Credeteci o no, ma questa scena frustrante è ora il tema di alcune ricerche importanti condotte da scienziati del Centro nazionale francese della ricerca scientifica (CNRS),
dell’Università di Santiago in Cile e del Massachusetts Institute of Technology (MIT) negli USA. Il loro lavoro, pubblicato su Nature Materials, spiega la fisica sottostante a quello che
loro chiamano il «wallpaper problem» («problema della carta da parati«).

«Avete deciso di cambiare la carta da parati della vostra camera da letto e allora dovete togliere la vecchia carta dalle pareti. Sperate che il foglio venga via in un’unica striscia fino
al pavimento, invece si strappa a formare un triangolo e siete costretti a ricominciare tutto daccapo,» spiega Pedro Reis, uno degli autori dell’articolo e insegnante di matematica
applicata al MIT.

Per meglio capire la ragione per cui questo accade, i ricercatori hanno sviluppato un sistema all’interno del quale condurre esperimenti di strappo controllati. Il sistema consiste
nell’incollare su una superficie del nastro adesivo in cui sono stati applicati due taglietti in modo da creare una linguetta, e successivamente tirare la linguetta con un movimento fermo. I
ricercatori hanno registrato le forme degli strappi ottenuti e le forze meccaniche per nastri adesivi con caratteristiche adesive e meccaniche diverse. I fisici hanno trovato che questi strappi
sono generalmente di forma triangolare.

Il team ha anche scoperto come questi strappi si creano. Tirando il natro adesivo, si accumula energia nella piega che si forma lì dove il nastro si stacca dalla superficie. Il nastro
può rilasciare questa energia in due modi: staccandosi dalla superficie oppure assottigliandosi.

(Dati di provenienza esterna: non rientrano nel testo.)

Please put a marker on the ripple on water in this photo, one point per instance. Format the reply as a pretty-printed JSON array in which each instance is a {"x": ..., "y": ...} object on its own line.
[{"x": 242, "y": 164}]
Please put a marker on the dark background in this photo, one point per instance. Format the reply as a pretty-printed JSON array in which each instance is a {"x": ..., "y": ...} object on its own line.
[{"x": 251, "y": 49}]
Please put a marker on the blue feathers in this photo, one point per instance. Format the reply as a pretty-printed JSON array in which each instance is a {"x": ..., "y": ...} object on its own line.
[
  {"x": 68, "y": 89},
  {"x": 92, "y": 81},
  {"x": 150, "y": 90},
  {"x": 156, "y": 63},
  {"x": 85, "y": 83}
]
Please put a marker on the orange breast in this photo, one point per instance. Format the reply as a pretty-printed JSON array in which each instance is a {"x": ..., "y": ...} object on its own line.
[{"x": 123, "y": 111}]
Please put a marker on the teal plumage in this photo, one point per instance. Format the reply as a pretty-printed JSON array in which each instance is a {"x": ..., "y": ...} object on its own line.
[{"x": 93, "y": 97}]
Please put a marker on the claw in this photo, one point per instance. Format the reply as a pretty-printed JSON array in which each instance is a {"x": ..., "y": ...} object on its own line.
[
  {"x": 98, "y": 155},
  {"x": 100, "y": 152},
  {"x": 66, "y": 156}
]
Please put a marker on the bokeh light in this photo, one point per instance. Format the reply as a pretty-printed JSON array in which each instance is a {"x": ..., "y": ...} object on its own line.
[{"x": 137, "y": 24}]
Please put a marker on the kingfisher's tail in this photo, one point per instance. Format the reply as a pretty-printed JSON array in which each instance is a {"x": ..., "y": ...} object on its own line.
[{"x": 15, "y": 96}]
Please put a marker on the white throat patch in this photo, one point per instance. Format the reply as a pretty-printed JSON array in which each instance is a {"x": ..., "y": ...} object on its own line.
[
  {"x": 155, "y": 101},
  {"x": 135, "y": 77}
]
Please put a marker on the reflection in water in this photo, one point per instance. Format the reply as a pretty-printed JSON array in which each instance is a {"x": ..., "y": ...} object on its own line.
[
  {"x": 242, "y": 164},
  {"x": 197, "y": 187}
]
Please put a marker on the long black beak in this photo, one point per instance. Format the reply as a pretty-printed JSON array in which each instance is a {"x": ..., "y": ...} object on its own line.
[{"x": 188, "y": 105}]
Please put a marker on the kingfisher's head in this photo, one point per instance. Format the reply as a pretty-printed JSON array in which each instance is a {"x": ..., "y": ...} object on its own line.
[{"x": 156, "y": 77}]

Gli scienziati sono riusciti a differenziare tre tipi diversi di caratteristiche dei materiali adesivi: la loro elasticità, la loro energia adesiva (quanto forte aderisce l’adesivo alla
superficie) e l’energia di frattura (quanto è difficile da strappare). I ricercatori hanno messo insieme una formula che permette di determinare queste caratteristiche in base al loro
rapporto con le altre due e ad una semplice misurazione dell’angolo del triangolo.

Ci si aspetta che i risultati della loro ricerca avranno importanti ripercussioni sulla tecnologia dei materiali. Ad esempio, gli ingegneri sarebbero in grado di calcolare una delle tre
caratteristiche conoscendo le altre due. Questo potrebbe risultare estremamente utile per lo sviluppo di nastri ultrasottili, che rappresentano l’elemento base in molti micro o nanosistemi.
Questi nastri, le cui caratteristiche sono difficili da gestire, sono già entrati a far parte della nostra vita quotidiana sotto forma di sensori antishock negli airbag o di microspecchi
nei videoproiettori di seconda generazione.